East African Breweries Limited (EABL) has received a Sh19.5 billion loan from majority shareholder, Diageo to finance the re-purchase of its subsidiary, Kenya Breweries (KBL) from international beer maker SABMiller.

EABL said it had received a “dollar equivalent” loan worth Sh19.5 billion that it will use to settle the transaction.

The Kenyan brewer will also dispose of a 20 per cent stake in Tanzania Breweries (TBL) that was previously owned by SABMiller, ending a 10-year shareholding swap deal between the two companies.

“We have secured an inter-company loan from Diageo to fund this, as they have ready access to significant US Dollars,” said Brenda Mbathi, the corporate affairs director at EABL.

The deal was expected to close on Friday, the same day as the share sale of Tanzania Breweries at the Dar es Salaam Stock Exchange.

EABL was expected to raise Sh7 billion from the sale of TBL.

The London based Diageo Group and its associate companies have a 50.03 per cent ownership in EABL.

The beer maker did not reveal the interest cost of the deal, but analysts pointed out that it could be at a concessionary rate-—which would save the company from a local surge in interest rates to an average minimum of 24 per cent.

“An inter-company loan could be better priced than a commercial one. Historically EABL has not sought credit apart from last year when it was financing the Serengeti purchase so this will not weigh heavily on its balance sheet,” said Eric Musau, an analyst at Standard Investment Bank.

The company’s long-term liabilities stood at Sh3.9 billion as at June this year from a nil position in the financial year ending June last year.

Its net profits for the year ended June increased by Sh200 million to Sh9 billion.

EABL had come out last week to quell speculation that it would float a rights issue which had been sparked off by the rise in interest rates, with most banks quoting minimum rates of 24 per cent.

Its share shed Sh10 during last week’s trading at the Nairobi Securities Exchange (NSE) to close the week at Sh161. It was the most traded counter on Friday, accounting for 53 per cent of the day’s traded value.

The financing in dollar denomination however exposes EABL to foreign currency volatility, which has seen some listed companies record reduced earnings.

Conclusion of the two transactions on the same date was meant to annul a marriage of convenience the two brewers entered into about a decade ago that ended fierce rivalry for the regional beer market.

Mr Musau said that SABMiller’s aggressiveness in the Kenyan market after the divorce could be limited by the new packaging rules in the country and the fact that it premier brand, Redds, is already familiar to local consumers.

“Our estimates show that all these efforts are likely to be beneficial to EABL, despite the cost.

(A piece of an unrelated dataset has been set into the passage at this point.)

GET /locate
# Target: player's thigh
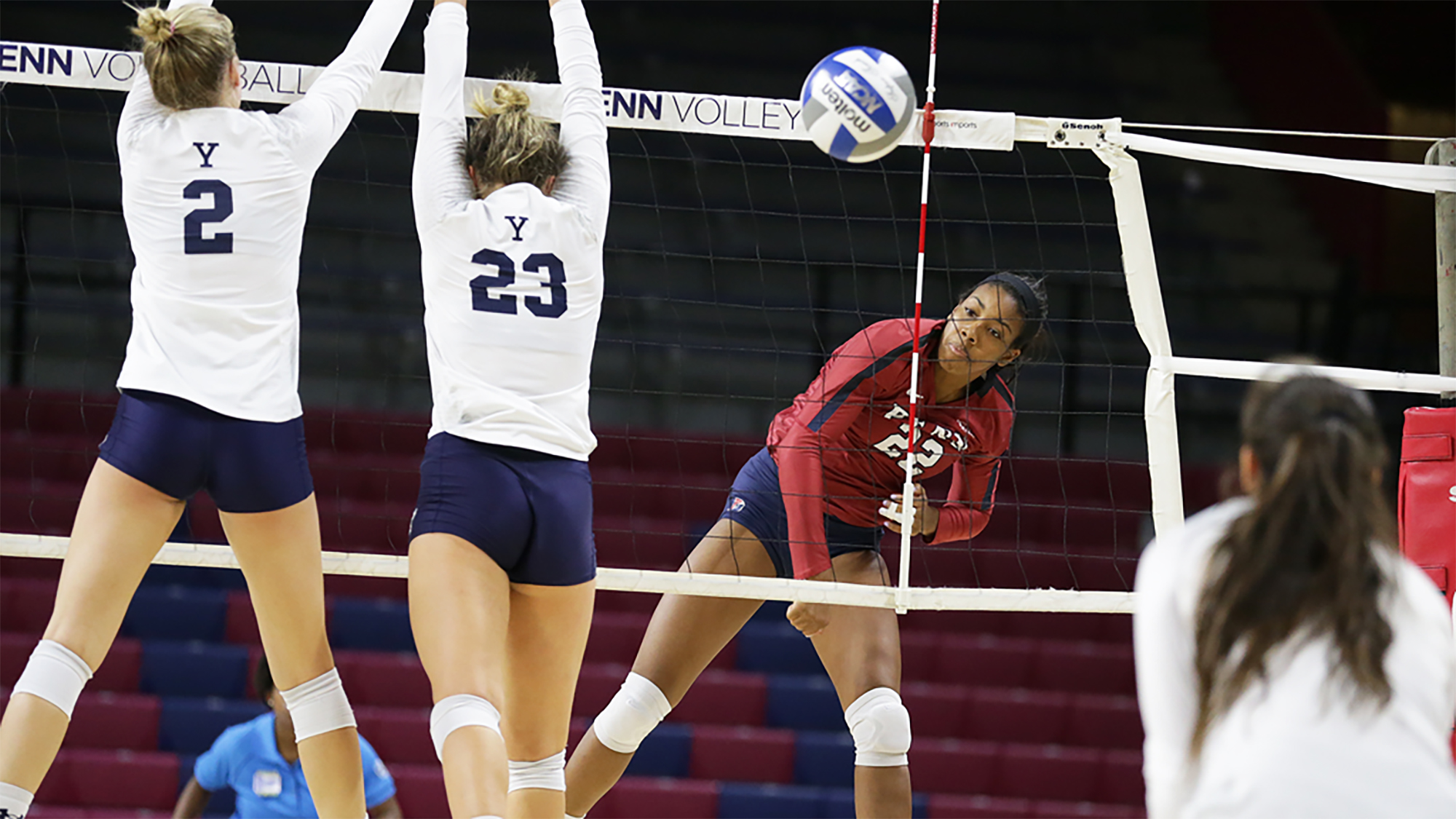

In Kenya, the brewer will gain commercial freedoms in operating a wholly owned subsidiary while in Tanzania the company will have a much better chance in managing its destiny,” said Standard Investment Bank in a market report.

EABL last year invested Sh4.9 billion to buy a 51 per cent stake in Serengeti Breweries, a Tanzanian outfit.

In Kenya, SABMiller has already purchased a water bottling plant, Crown foods limited, which
bottles the Keringet brand of water.

It intends to use the company’s distribution channels to sell its imported beer around the country, but is yet to announce plans of setting up a plant.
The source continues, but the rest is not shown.